A collection of 755 exploits dating back to 2003. http://www.exploit-db.com/platform/?p=linux
That took less than a minute to find on Google. All systems have exploitable bugs and accompanying malware. Of course, some platforms have more bugs or malware than others.
And El Reg already discussed malware customized for IE, FF, Chrome and Safari. http://www.theregister.co.uk/2011/03/02/rogue_av_mimics_firefox/
I had this problem four months ago with Firefox. My Trend Micro antivirus was up-to-date and my Outpost Firewall is solid. I was searching for and wanted to watch a security video that wouldn't load. Outpost told me it wanted a connection, so I allowed it. Later, I noticed that many of my Google search results when clicked want to strange websites filled with ads. I later figured out I had an infection.

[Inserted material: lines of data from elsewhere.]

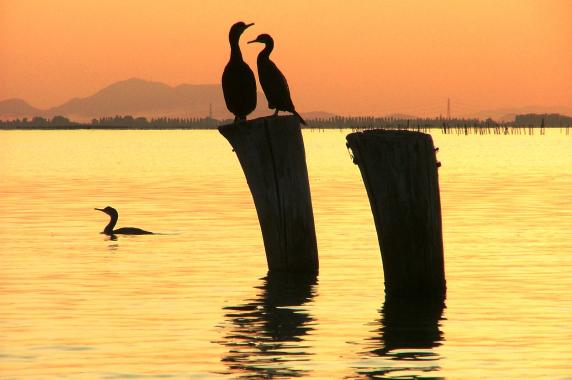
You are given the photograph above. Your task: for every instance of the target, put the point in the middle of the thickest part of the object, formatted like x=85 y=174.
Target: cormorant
x=120 y=231
x=272 y=80
x=238 y=83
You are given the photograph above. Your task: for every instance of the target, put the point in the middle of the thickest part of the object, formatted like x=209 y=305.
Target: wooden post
x=399 y=169
x=271 y=153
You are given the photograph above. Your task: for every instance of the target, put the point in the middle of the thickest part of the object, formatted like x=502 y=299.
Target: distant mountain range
x=138 y=97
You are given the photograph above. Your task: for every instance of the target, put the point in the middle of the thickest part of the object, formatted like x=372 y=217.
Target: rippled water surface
x=195 y=301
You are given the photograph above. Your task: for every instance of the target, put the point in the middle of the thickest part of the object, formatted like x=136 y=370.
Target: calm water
x=196 y=302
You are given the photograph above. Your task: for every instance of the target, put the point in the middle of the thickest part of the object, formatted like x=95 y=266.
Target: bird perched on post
x=238 y=83
x=272 y=80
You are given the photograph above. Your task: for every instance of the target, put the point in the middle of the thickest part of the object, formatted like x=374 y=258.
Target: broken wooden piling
x=271 y=153
x=399 y=169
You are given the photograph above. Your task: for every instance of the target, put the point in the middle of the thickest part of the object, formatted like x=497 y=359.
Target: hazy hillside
x=137 y=97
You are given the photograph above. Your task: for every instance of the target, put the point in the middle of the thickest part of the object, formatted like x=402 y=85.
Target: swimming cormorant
x=120 y=231
x=272 y=80
x=238 y=83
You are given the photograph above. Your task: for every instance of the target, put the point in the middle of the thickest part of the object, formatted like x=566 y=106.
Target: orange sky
x=364 y=57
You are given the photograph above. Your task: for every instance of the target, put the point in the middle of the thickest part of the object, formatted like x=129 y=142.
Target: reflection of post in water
x=404 y=339
x=265 y=335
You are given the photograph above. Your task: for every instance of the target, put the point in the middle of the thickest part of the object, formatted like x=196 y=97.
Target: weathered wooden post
x=271 y=153
x=399 y=169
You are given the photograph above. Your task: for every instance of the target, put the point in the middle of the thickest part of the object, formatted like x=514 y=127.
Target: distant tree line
x=549 y=120
x=113 y=122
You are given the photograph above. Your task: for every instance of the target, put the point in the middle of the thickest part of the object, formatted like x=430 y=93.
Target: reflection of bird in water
x=120 y=231
x=238 y=83
x=272 y=80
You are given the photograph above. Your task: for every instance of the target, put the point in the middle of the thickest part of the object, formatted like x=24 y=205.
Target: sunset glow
x=366 y=58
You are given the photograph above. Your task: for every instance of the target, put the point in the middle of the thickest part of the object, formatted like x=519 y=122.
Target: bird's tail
x=300 y=117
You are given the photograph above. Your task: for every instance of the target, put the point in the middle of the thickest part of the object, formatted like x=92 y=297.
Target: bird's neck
x=268 y=47
x=235 y=52
x=112 y=222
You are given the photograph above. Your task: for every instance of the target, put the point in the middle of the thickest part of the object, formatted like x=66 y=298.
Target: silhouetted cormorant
x=272 y=80
x=120 y=231
x=238 y=83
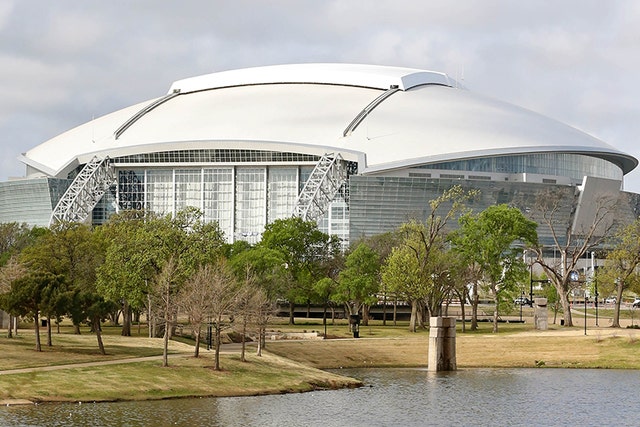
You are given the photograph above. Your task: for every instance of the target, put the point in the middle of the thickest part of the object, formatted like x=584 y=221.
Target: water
x=409 y=397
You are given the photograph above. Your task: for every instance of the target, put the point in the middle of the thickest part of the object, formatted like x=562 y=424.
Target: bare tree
x=163 y=294
x=621 y=267
x=195 y=299
x=13 y=270
x=574 y=230
x=224 y=297
x=262 y=308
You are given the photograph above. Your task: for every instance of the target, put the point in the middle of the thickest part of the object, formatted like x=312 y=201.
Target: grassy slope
x=289 y=366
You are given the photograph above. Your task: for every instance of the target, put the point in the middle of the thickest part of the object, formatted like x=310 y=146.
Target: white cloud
x=65 y=61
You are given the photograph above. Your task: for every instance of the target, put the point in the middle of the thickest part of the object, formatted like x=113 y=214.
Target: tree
x=195 y=299
x=224 y=296
x=28 y=295
x=142 y=244
x=304 y=248
x=13 y=238
x=569 y=241
x=164 y=289
x=73 y=251
x=488 y=240
x=359 y=282
x=13 y=270
x=621 y=267
x=421 y=255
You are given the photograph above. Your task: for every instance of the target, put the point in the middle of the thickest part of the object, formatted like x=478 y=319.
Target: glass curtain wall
x=241 y=199
x=160 y=191
x=283 y=185
x=218 y=198
x=188 y=188
x=251 y=203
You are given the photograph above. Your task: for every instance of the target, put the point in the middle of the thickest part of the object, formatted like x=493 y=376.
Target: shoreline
x=293 y=366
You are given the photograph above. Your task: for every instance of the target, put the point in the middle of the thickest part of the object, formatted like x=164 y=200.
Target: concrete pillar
x=442 y=344
x=540 y=315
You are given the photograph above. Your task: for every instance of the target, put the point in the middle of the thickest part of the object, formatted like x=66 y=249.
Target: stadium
x=358 y=148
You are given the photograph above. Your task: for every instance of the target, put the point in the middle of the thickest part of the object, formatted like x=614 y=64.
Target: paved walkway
x=225 y=349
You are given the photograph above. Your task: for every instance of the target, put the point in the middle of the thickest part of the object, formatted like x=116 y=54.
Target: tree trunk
x=395 y=311
x=49 y=341
x=165 y=347
x=414 y=316
x=566 y=307
x=616 y=311
x=9 y=329
x=260 y=341
x=126 y=320
x=196 y=332
x=37 y=324
x=474 y=307
x=365 y=315
x=495 y=314
x=244 y=335
x=96 y=327
x=292 y=308
x=217 y=345
x=463 y=314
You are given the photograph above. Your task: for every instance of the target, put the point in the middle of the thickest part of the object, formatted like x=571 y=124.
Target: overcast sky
x=63 y=62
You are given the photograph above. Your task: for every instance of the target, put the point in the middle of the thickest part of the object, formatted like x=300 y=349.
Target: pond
x=409 y=397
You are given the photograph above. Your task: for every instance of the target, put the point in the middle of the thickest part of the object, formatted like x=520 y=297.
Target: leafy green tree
x=488 y=239
x=421 y=255
x=142 y=244
x=621 y=267
x=359 y=283
x=11 y=271
x=402 y=274
x=28 y=295
x=224 y=290
x=305 y=249
x=13 y=238
x=268 y=267
x=72 y=251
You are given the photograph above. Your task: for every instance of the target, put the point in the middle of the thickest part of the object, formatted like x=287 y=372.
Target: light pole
x=574 y=276
x=594 y=267
x=521 y=301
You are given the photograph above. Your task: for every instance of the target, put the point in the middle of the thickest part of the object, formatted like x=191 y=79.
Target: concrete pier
x=442 y=344
x=540 y=315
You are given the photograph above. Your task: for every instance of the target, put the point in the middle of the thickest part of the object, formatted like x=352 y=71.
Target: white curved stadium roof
x=383 y=117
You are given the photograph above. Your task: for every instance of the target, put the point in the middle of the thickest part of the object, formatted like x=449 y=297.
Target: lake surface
x=391 y=397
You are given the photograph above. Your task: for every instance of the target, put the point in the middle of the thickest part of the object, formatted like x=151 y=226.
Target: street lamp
x=574 y=276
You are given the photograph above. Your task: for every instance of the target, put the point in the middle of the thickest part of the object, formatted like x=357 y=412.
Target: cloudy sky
x=63 y=62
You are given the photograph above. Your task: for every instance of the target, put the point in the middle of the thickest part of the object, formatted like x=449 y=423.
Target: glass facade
x=216 y=156
x=30 y=201
x=570 y=165
x=379 y=204
x=242 y=190
x=218 y=197
x=251 y=203
x=283 y=191
x=241 y=199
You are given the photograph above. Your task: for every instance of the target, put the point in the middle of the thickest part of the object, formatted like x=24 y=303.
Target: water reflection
x=410 y=397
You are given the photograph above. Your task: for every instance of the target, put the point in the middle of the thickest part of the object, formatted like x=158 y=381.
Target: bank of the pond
x=604 y=348
x=72 y=371
x=185 y=377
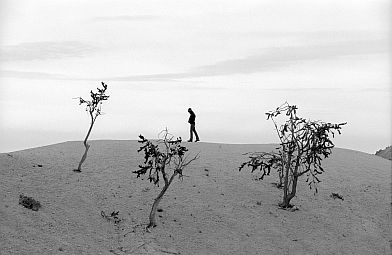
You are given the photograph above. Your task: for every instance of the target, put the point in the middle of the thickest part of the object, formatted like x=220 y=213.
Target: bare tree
x=165 y=160
x=93 y=107
x=303 y=145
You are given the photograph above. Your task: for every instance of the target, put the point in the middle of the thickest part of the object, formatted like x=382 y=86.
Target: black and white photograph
x=213 y=127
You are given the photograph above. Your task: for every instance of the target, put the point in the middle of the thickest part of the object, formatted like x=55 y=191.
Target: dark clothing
x=193 y=130
x=192 y=118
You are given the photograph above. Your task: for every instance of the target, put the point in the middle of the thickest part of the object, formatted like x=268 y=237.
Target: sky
x=230 y=61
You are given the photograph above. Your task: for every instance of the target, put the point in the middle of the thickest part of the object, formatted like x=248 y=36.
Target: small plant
x=303 y=145
x=112 y=217
x=29 y=202
x=336 y=195
x=93 y=107
x=163 y=160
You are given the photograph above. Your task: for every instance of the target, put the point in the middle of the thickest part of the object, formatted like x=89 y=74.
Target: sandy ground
x=214 y=210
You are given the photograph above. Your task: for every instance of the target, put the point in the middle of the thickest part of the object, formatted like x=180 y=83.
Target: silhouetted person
x=191 y=121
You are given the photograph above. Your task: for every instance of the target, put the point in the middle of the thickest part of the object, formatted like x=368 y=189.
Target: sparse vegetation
x=164 y=160
x=29 y=202
x=93 y=107
x=303 y=145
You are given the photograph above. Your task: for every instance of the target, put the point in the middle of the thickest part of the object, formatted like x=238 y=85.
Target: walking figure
x=191 y=121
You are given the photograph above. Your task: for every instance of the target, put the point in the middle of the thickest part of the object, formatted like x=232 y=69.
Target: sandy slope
x=385 y=153
x=215 y=210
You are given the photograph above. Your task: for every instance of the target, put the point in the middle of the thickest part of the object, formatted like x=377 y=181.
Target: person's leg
x=191 y=134
x=197 y=136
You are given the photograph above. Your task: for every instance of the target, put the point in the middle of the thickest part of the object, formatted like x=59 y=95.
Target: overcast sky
x=231 y=61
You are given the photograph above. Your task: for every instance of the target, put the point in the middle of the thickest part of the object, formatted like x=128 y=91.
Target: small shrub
x=162 y=161
x=29 y=202
x=303 y=145
x=93 y=107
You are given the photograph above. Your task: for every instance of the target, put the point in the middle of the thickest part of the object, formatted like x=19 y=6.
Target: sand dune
x=385 y=153
x=214 y=210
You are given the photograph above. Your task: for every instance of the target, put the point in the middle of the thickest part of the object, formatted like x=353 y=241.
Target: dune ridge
x=214 y=210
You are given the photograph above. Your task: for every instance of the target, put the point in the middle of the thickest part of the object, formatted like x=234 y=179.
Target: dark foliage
x=303 y=145
x=29 y=202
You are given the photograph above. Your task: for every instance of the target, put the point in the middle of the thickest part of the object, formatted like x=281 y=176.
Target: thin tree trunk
x=155 y=207
x=293 y=191
x=285 y=203
x=156 y=202
x=87 y=147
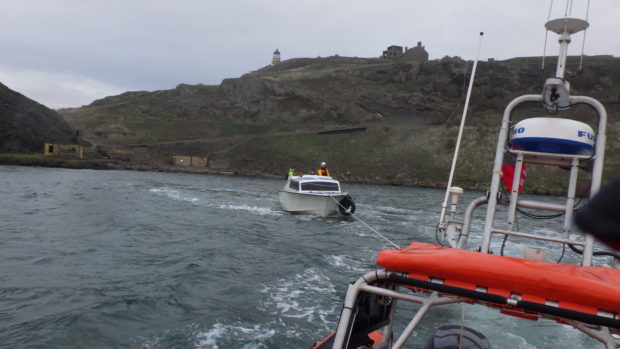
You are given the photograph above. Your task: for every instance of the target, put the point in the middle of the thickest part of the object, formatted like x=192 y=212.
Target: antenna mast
x=444 y=204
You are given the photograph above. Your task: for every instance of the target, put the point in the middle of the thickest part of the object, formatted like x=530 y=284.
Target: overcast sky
x=67 y=53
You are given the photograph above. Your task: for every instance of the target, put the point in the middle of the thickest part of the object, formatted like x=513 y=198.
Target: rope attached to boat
x=366 y=225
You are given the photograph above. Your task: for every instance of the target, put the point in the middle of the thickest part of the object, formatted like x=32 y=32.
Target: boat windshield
x=319 y=186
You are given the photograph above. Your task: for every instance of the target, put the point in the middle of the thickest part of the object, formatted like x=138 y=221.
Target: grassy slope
x=398 y=149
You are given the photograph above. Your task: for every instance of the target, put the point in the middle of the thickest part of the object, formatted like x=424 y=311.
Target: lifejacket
x=323 y=172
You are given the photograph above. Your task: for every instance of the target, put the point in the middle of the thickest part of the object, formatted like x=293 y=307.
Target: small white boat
x=315 y=195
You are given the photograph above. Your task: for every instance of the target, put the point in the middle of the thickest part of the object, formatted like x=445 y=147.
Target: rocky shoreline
x=42 y=161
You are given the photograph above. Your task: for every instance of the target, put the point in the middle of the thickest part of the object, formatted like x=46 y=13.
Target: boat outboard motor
x=447 y=337
x=346 y=206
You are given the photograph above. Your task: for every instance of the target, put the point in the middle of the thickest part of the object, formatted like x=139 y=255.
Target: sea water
x=120 y=259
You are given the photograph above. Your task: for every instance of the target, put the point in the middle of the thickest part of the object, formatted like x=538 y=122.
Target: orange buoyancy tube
x=573 y=287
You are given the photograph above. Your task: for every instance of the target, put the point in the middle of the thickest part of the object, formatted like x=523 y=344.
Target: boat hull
x=312 y=204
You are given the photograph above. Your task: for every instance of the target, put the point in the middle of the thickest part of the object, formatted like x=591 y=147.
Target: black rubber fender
x=346 y=206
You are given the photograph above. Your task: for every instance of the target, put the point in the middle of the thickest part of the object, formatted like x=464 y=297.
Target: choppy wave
x=174 y=194
x=179 y=195
x=252 y=337
x=296 y=297
x=252 y=209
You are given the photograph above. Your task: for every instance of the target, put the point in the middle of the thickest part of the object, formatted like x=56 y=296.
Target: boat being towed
x=579 y=295
x=315 y=195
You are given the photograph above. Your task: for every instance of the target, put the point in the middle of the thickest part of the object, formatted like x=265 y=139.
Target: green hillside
x=270 y=119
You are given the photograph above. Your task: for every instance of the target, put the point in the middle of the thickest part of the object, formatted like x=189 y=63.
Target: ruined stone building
x=414 y=54
x=276 y=57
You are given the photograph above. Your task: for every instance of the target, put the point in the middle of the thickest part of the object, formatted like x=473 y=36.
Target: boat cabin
x=311 y=183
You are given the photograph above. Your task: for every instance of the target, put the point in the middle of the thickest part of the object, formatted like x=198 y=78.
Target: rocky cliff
x=271 y=118
x=26 y=125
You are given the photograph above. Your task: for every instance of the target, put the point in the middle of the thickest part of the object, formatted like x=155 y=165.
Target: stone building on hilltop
x=276 y=57
x=414 y=54
x=393 y=52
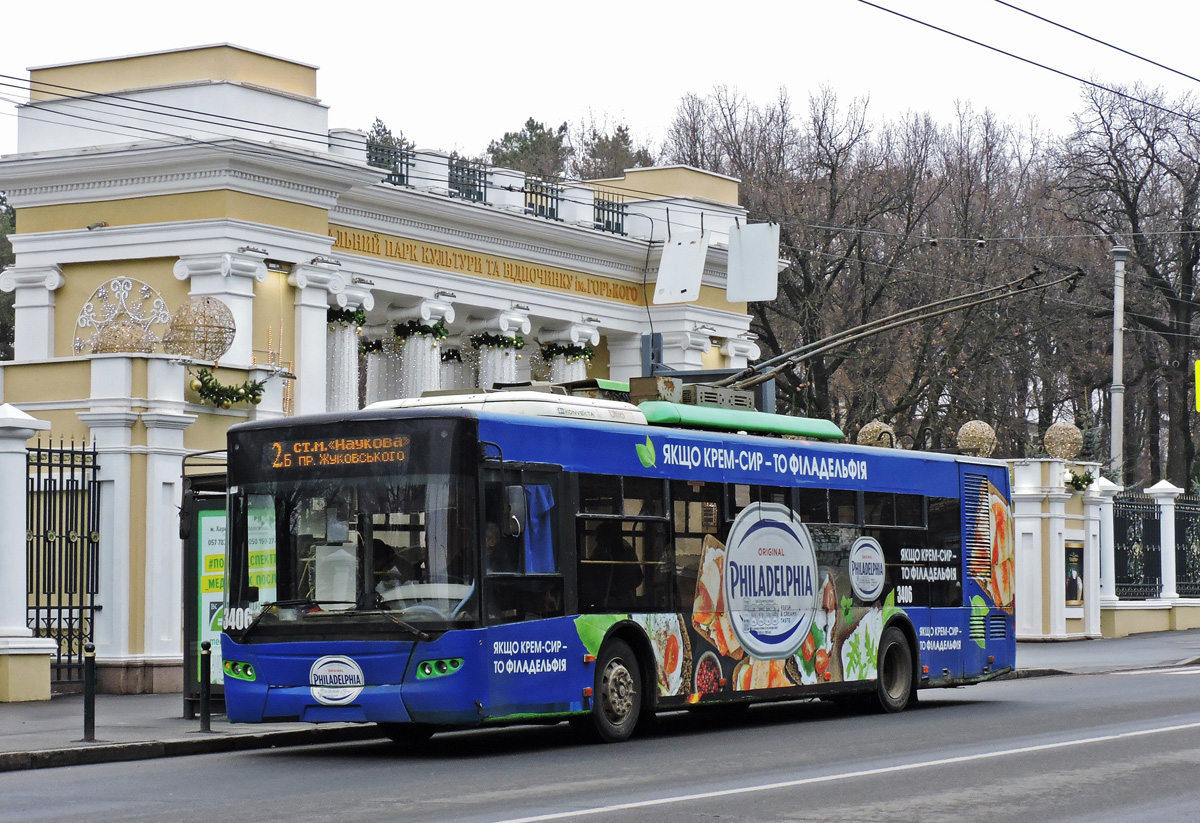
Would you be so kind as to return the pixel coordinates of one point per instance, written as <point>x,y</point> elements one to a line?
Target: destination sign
<point>283,455</point>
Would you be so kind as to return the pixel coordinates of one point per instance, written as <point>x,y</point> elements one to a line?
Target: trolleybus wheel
<point>617,698</point>
<point>894,682</point>
<point>407,733</point>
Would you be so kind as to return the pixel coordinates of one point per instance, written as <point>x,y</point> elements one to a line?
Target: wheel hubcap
<point>617,692</point>
<point>895,676</point>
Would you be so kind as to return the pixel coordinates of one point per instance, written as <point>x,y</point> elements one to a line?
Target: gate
<point>1138,547</point>
<point>63,541</point>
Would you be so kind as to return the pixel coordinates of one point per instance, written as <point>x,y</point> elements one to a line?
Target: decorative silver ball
<point>877,433</point>
<point>977,438</point>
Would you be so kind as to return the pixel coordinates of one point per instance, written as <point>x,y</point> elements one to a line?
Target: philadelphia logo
<point>646,454</point>
<point>335,680</point>
<point>771,581</point>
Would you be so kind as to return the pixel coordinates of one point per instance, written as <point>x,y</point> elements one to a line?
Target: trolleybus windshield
<point>366,533</point>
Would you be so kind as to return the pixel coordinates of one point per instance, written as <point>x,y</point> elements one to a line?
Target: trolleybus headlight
<point>238,670</point>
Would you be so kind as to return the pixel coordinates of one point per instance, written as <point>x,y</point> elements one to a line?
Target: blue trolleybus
<point>526,557</point>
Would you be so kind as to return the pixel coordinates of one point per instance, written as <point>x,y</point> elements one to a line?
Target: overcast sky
<point>456,74</point>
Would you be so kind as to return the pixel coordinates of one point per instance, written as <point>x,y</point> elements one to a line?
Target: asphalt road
<point>1065,749</point>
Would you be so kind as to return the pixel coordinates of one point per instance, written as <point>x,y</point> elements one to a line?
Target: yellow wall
<point>672,181</point>
<point>83,280</point>
<point>214,62</point>
<point>174,208</point>
<point>1121,623</point>
<point>274,318</point>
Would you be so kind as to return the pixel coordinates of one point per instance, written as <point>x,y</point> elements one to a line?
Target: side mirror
<point>515,514</point>
<point>186,510</point>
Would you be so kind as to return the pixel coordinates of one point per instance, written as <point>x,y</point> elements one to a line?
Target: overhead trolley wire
<point>1097,40</point>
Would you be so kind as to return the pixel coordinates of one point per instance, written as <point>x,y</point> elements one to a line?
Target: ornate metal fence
<point>1187,546</point>
<point>1139,565</point>
<point>63,540</point>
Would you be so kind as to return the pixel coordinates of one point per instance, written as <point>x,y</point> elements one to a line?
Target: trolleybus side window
<point>696,509</point>
<point>625,558</point>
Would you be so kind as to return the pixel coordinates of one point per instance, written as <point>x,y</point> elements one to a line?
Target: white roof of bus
<point>527,403</point>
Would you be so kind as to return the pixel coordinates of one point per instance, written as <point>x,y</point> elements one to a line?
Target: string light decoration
<point>203,328</point>
<point>1063,440</point>
<point>877,433</point>
<point>120,316</point>
<point>437,331</point>
<point>205,384</point>
<point>977,438</point>
<point>486,340</point>
<point>346,317</point>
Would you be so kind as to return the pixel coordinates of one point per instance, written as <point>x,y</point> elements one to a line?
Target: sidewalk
<point>131,727</point>
<point>135,727</point>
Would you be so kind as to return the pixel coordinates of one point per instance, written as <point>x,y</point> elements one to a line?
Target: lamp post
<point>1116,452</point>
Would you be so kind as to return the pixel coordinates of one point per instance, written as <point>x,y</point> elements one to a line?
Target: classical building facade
<point>192,210</point>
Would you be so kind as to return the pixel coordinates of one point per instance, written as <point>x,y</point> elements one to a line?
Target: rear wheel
<point>894,683</point>
<point>617,697</point>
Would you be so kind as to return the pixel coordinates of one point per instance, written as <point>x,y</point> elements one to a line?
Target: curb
<point>114,752</point>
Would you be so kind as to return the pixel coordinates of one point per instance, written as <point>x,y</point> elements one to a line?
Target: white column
<point>1108,490</point>
<point>1092,542</point>
<point>271,406</point>
<point>33,308</point>
<point>342,364</point>
<point>497,364</point>
<point>166,421</point>
<point>315,286</point>
<point>1164,494</point>
<point>111,422</point>
<point>16,638</point>
<point>739,352</point>
<point>1057,497</point>
<point>376,382</point>
<point>421,355</point>
<point>229,278</point>
<point>577,334</point>
<point>624,356</point>
<point>457,372</point>
<point>1027,497</point>
<point>683,350</point>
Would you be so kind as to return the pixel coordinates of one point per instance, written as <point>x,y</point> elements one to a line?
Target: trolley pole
<point>1116,400</point>
<point>205,686</point>
<point>89,692</point>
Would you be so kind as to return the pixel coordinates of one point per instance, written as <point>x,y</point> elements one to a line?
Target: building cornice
<point>167,240</point>
<point>129,170</point>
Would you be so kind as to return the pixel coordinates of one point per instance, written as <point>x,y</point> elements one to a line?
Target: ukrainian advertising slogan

Trend Micro, McAfee, Spybot, and Symantec scanners all turned up nothing. I had to research it myself and eventually found the problem myself. I quarantined the infected file so I could test other antivirus programs with it (Only the Sophos & Avira scanners detect it). My computer ended up with all sorts of network-related problems (not virus, but damage from deleted files & deleted registry entries), which I had to correct myself. I now use Avira Antivirus.
Look, I'm an advanced computer user and I got infected. Common antivirus programs didn't detect the problem.
"I'm an advanced computer user"
So advanced that your OS used a registry !
re: I'm an advanced computer user
... who thinks it's reasonable to open his firewall to something just to watch a video?
re: I'm an advanced computer user
I have very harsh firewall rules. I know that some streaming video won't play on my browser until I switch from "harsh" to "normal".
From my research, I learned that most people don't get infections from old viruses that are two years old, or even two weeks old. You get infections from new viruses that are two hours old.
I'm ok, I got a call from Microsoft Support
Whenever my PC is infected, I get a timely phone call from Microsoft support telling me what to do, it doesn't cost much and I feel safe every time they call. Nothing like a bit of preventative maintenance eh?
So, how do you KNOW...
it's Microsoft calling?
"Yes sir, just type in your bank account number and PIN on this form so we can detect when anyone is trying to steal them"
Re: So, how do you KNOW
I think that was his point.
At least, I really hope so.
@Boris the Cockroach
Even then, getting to root from user space is going to be a lot harder for the malware writers. I'm not going to say that they won't manage sooner or later anyways, just that it'll hopefully be easier to closer the gaps there, contain the malware to userspace where it can be relatively easily cleaned up.
This won't work for long.
It would be very hard and expensive to realistically to fake an entire search engine, but its very easy for the malware to perform a real search, modify the results, then display that to the infected user.
Currently Google is able to detect this, because the malware writers didn't put enough effort into making their activity look like a normal search. It shouldn't take them very long to figure out how to made their searches seem completely normal.
Thumbs up for recommending three excellent free AV options. (My favorite is Avast).
I hope that Google have now scheduled outages for each of their other servers in turn, so they can discover which others are also being (mis)used.
why do it like that?
They should simply rotate to a new set of IPs, putting all of the malware feeders on hold.... hang on, instead of doing that, or even the warning banner, they should redirect infected machines to Bing.